I wasn’t quite as big a fan of the UX generated for this one. The buttons seemed chunky and the progress bar oddly arranged. I didn’t call out the buttons for the extra ‘+’ symbols although the model could have easily fixed those:

I’ve set up a Github repo with all four generated applications plus the initial specification I used to drive all the tests at https://github.com/mlwigdahl/coding-agent-comparison. Please feel free to do your own evaluation of the applications and code and draw your own conclusions based on what you see.

  • When using Codex, I missed the more verbose thinking traces that Claude Code shows. I ended up with less confidence in Codex’s actions because I couldn’t see the reasoning as it worked.

  • Codex and the GPT-5 models were quite good at providing post-hoc explanations for what they found, and I liked having them to review. However, they were not always correct, which is a major confidence breaker.

  • Codex seemed a bit faster than Claude Code in the original test. With Sonnet 4.5 vs GPT-5-Codex, though, that seemed to reverse and Claude Code was significantly faster.

  • Codex didn’t seem to compact nearly as often as Claude Code, in both the old and new generations. The compaction didn’t seem to hurt Claude Code’s performance in these cases, but I was very surprised at the generous amount of context available when using Codex.

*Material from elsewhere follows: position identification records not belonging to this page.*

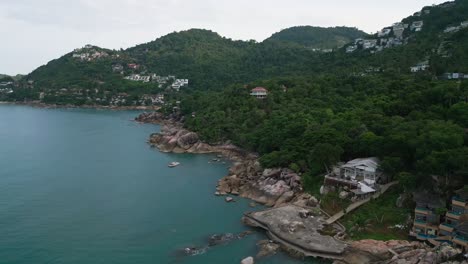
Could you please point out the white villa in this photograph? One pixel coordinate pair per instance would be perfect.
(364, 169)
(420, 67)
(362, 176)
(417, 26)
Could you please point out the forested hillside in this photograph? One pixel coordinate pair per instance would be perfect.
(317, 37)
(321, 107)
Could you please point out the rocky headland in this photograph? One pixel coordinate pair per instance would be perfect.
(295, 215)
(246, 177)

  • The newer generation models are clearly better than the older ones. Claude Code 2 with Sonnet 4.5 in particular was a standout here.

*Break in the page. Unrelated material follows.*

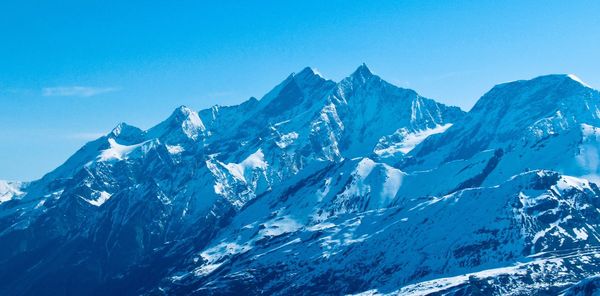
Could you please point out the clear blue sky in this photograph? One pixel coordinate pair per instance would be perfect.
(71, 70)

  • Both newer models seemed to do a better job with writing better, more salient tests and ensuring they ran properly, which I suspect is a large contributor to their effectiveness. I have not vetted them in detail so it’s possible I’m overlooking problems.

  • In general I prefer the Claude project planning and task breakdowns. The phases seemed more distinct and actionable.

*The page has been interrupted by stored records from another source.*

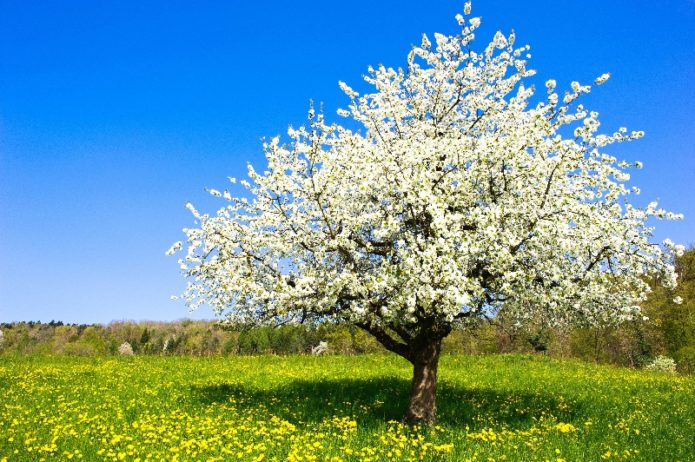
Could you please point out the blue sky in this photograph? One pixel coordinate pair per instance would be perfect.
(113, 114)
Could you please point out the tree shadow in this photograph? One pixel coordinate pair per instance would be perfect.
(378, 400)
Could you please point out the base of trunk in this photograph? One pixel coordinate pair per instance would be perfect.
(423, 404)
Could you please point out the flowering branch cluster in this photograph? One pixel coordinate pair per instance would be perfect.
(458, 198)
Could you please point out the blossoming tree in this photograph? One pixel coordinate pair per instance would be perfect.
(461, 196)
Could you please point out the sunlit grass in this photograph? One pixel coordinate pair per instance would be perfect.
(338, 408)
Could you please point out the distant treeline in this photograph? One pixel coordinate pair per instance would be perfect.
(669, 331)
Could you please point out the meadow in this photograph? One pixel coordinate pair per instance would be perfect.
(338, 408)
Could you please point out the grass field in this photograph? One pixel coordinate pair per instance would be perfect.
(336, 408)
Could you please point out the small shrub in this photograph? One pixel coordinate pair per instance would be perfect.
(662, 364)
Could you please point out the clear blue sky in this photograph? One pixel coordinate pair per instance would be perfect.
(113, 114)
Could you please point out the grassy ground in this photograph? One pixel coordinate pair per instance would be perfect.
(336, 408)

  • Both families of model have annoying behavioral quirks. Sonnet 4 almost always says some variant of “Perfect! I see the problem now!” (Sonnet 4.5 seems somewhat better about this, but still does it). GPT-5 almost always offers to do something else for you, and that something else is almost never something I want. (This also seems to be decreased with the dedicated Codex variant model).

  • The OpenAI models seemed to have slightly more problems comprehending what I was telling it about issues.

Both Sonnet 4.5 and GPT-5-Codex are excellent coding models, and what these tools can do is frankly amazing. Personally, however, I found Claude Code 2 with Sonnet 4.5 to be considerably out in front of the rest of the pack on this task. Not only did it get closest to a fully correct implementation on the first try, it very easily corrected the issues it did have with minimal direction. The resulting UX of its application was, in my limited engineer’s opinion, the best of the four, and the fact that it got the complex requested animation correct on the first try (something none of the other configurations accomplished) was extremely impressive.